[ntp:questions] Re: requestor's time; transmit timestamp?

Dirk Claessens will.bounce at ntp.isc.org
Sun Nov 27 09:59:19 UTC 2005


Verily, on Sun 27 Nov 2005 01:24:58a, Nelson Minar wrote in
comp.protocols.time.ntp
[news:cpairufos2v.fsf at cabernet.nelson.monkey.org]: 

> In an NTP request which timestamp carries the requestor's notion
> of what time it is?
> 

I ran into the same problem, a couple of months ago, because of this
definition in RFC 958:

<quote>
Transmit Timestamp

      This is a 64-bit timestamp established by the server host and
      specifying the local time at which the reply departed for the
      client host.  If no request has ever arrived from the client the
      value is zero.
</>

I should have also read RFC2030, which says:

   To calculate the roundtrip delay d and local clock offset t relative
   to the server, the client sets the **transmit timestamp** in the request
   to the time of day according to the client clock in NTP timestamp
   format.
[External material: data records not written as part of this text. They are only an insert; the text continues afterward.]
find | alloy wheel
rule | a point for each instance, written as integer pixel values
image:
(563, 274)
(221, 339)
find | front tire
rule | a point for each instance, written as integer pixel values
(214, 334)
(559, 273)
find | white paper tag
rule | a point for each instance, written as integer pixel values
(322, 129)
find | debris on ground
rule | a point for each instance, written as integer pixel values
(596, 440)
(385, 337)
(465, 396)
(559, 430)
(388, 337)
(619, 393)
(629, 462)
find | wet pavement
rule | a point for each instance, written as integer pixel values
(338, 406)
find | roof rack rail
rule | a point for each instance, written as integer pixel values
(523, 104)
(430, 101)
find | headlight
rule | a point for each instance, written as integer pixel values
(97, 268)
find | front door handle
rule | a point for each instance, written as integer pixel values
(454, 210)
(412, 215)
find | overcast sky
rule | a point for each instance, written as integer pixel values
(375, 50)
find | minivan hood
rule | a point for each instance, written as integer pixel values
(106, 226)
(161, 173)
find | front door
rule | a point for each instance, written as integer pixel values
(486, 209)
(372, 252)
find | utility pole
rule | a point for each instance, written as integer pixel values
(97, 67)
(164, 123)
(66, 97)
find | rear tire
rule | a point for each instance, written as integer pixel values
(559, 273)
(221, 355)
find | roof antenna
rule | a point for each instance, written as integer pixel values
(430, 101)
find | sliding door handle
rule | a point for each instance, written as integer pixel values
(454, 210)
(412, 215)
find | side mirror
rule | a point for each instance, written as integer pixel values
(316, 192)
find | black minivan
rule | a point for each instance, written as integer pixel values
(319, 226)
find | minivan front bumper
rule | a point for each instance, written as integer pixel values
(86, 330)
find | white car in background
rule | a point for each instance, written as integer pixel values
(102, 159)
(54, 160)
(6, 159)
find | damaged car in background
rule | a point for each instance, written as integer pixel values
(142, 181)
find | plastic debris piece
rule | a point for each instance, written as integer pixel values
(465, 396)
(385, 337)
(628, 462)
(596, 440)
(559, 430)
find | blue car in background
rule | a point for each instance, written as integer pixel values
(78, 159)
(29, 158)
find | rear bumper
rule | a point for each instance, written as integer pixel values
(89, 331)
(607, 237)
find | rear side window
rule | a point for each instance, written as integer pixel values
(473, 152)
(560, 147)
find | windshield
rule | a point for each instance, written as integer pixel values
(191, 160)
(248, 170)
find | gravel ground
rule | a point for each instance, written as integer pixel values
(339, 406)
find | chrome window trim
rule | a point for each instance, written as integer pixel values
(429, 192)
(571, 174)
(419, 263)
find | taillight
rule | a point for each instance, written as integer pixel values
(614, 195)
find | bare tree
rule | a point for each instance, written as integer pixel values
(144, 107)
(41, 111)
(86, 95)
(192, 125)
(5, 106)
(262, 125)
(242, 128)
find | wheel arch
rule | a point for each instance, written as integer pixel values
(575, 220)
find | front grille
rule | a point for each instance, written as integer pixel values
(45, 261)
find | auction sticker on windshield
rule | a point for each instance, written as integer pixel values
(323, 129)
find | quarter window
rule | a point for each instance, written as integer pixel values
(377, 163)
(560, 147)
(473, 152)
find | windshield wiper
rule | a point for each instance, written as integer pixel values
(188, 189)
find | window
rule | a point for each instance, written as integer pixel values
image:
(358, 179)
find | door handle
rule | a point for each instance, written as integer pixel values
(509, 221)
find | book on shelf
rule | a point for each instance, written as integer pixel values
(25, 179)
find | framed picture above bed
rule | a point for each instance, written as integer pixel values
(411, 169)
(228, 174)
The server copies this field to the originate timestamp in
   the reply and sets the receive timestamp and transmit timestamp to
   the time of day according to the server clock in NTP timestamp
   format.

see:
<http://lists.ntp.isc.org/pipermail/questions/2005-February/004204.html>



-- 
Dirk.
No trees were killed in the creation of this message;
however, many electrons were terribly inconvenienced.